In observance of National Women's History Month, March 2011, as part of their Diversity Education Series programs, the FDIC's Design and Printing Department is making a 3' X 6' banner to use the photograph that appears in the poster of the National Women's History Project.The FDIC is displaying 3' x6' banners in the following locations: one banner at FDIC Headquarters Building--550 17th Street, N.W., Washington, D.C. 20429, one banner at 1776 F Street, Washington, D.C. 20006, and at the Virginia Square complex, one banner each in Buildings A, D, and E--3501 Fairfax Drive, Arlington, Virginia 22226.
From the online Exhibit at the Jewish Women's Archive: http://jwa.org/feminism/
Diana Mara Henry's coverage of the Women's Pentagon Action also appears on their page for This Week in History November 17, 1980 and her photo is on the logo for that series,as well as her birthplace, "On the Map"and 14 photographs for their Bella Abzug online exhibit
The 2011 Women's History poster from the National Women's History Project features Diana MAra Henry's photograph....and, going back 6 years and 21 years with them:
National Women's History Project's Women Change America Conference
September 10 - 11, 2004, Smith College, Northampton, MA
Renowned historians and acclaimed authors will keynote the National Women's History Project's Women Change America Conference on September 10-11, 2004, at Smith College in Northampton, MA.

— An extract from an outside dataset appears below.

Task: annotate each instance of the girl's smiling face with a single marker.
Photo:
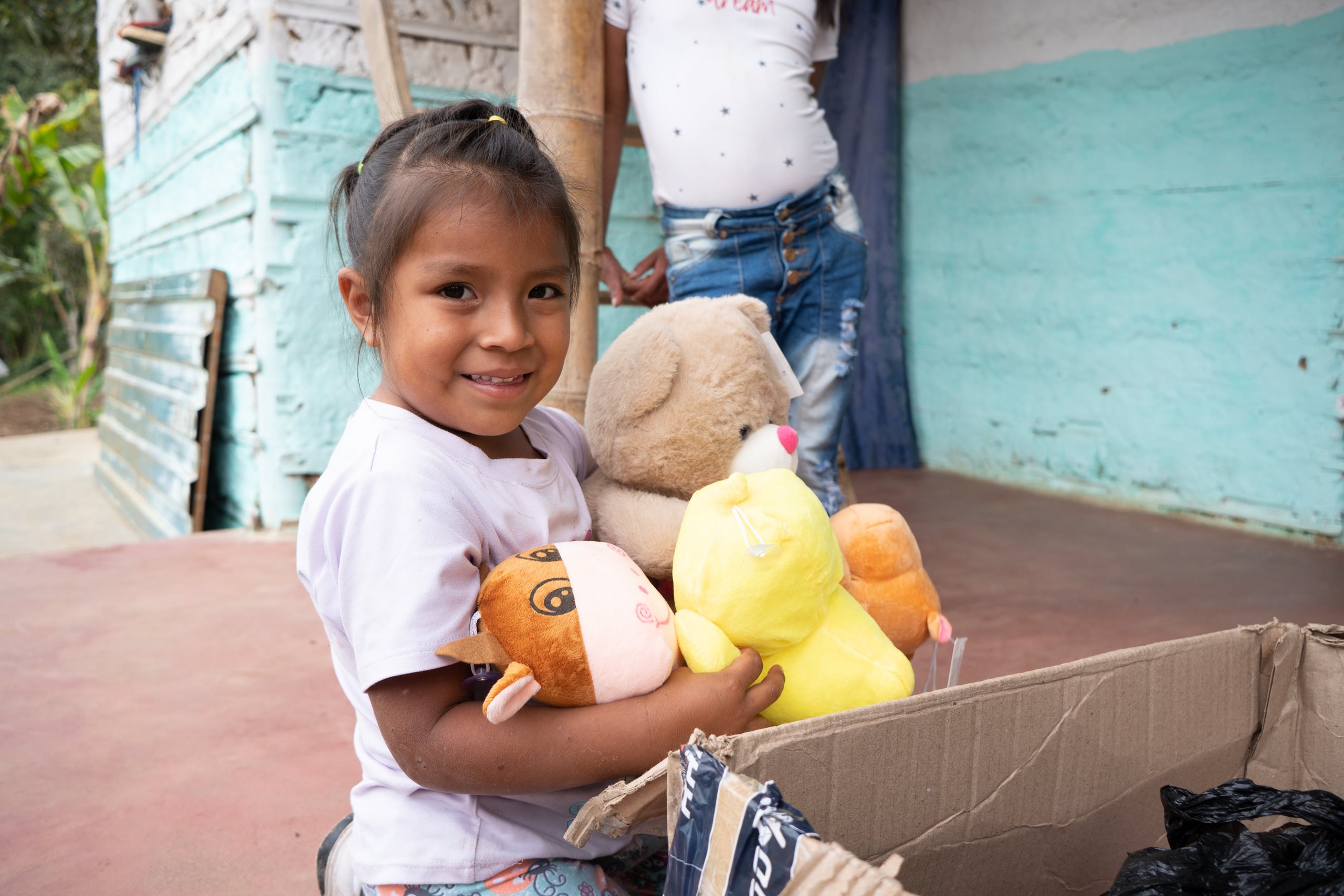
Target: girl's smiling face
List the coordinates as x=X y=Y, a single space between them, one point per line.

Gail Collins, New York Times editor and best-selling author of America's Women: 400 Years of Dolls, Drudges, Helpmates and Heroines, and A'Lelia Bundles, author of On Her Own Ground, the first full-scale, definitive biography of Madam C. J. Walker will be joined by singer and songwriter, Holly Near, and such honored guests as Gerda Lerner, one of the foremost pioneers in the field of women's history. Diana Mara Henry of Springfield, one of the women’s movement’s official photographers, will present her photographs in exhibit and autobiographical slide show.
Diana Mara Henry presents a cook’s tour of her 27-year career in photography, much of which has been dedicated to “making women’s history visible.” Included are images of everyday life of 20th century women in the US and around the world, gender, male-female and women-to-women relationships, beauty for sale and inner beauty, love and compassion and her most well-known subject, the First National Women’s Conference and women leaders and celebrities of the 70’s and 80’s. She will answer questions about how she both sustained and limited her work to those topics that most inspired her.

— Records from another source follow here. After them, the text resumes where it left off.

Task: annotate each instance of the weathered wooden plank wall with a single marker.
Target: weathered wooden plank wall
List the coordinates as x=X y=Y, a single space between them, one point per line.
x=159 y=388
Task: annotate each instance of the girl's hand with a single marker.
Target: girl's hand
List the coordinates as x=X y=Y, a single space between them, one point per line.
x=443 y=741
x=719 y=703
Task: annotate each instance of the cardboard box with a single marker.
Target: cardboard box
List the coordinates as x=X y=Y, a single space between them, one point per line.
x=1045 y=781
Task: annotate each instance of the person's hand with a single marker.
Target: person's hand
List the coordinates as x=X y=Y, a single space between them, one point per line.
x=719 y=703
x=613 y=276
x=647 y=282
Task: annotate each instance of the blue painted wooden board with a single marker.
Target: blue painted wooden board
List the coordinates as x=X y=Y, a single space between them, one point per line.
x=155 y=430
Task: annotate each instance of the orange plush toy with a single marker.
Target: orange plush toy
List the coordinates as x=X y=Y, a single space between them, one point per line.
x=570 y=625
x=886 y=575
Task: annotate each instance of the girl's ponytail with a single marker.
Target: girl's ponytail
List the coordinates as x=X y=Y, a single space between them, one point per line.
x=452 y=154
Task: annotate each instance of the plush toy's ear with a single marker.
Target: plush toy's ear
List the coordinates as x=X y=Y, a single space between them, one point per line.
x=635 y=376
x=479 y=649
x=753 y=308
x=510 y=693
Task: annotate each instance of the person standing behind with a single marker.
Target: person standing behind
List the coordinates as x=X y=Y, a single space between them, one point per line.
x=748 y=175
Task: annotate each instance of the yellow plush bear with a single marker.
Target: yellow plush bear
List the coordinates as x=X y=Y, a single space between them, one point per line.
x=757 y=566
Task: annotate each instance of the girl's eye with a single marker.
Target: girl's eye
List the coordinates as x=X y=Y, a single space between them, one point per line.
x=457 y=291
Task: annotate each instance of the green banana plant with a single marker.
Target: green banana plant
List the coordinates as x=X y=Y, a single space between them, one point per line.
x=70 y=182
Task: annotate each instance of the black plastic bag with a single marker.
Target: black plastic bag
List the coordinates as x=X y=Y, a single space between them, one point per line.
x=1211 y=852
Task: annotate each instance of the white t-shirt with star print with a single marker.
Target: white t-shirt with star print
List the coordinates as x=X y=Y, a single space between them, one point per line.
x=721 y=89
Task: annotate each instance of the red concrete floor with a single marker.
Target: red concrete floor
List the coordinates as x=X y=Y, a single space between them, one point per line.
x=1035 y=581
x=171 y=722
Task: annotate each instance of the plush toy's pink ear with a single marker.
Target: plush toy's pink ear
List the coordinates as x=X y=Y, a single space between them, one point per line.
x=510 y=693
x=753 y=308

In 1990, Mary Ruthsdotter, then Projects Director and one of the founders of NWHP wrote to Diana Mara Henry on their use of her photographs in their video: "Without your commitment to photographing the work of the women's movement, the historic record would be spotty indeed. We're grateful to you for your significant contribution to our shared history as women, and for sharing the results of your work with our project." The acknowledgements of the Discussion Guide for the NWHP video,"Women in American LIfe: Part 5: 1955-1977: New Attitudes Force Dramatic Change" the quote is: "We also wish to acknowledge the monumental work of photographers Bettye Lane and Diana Mara Henry, whose dedication to documenting the issues and events of the women's movement throughout the 60's and 70's, created the visual record of this important part of women's history."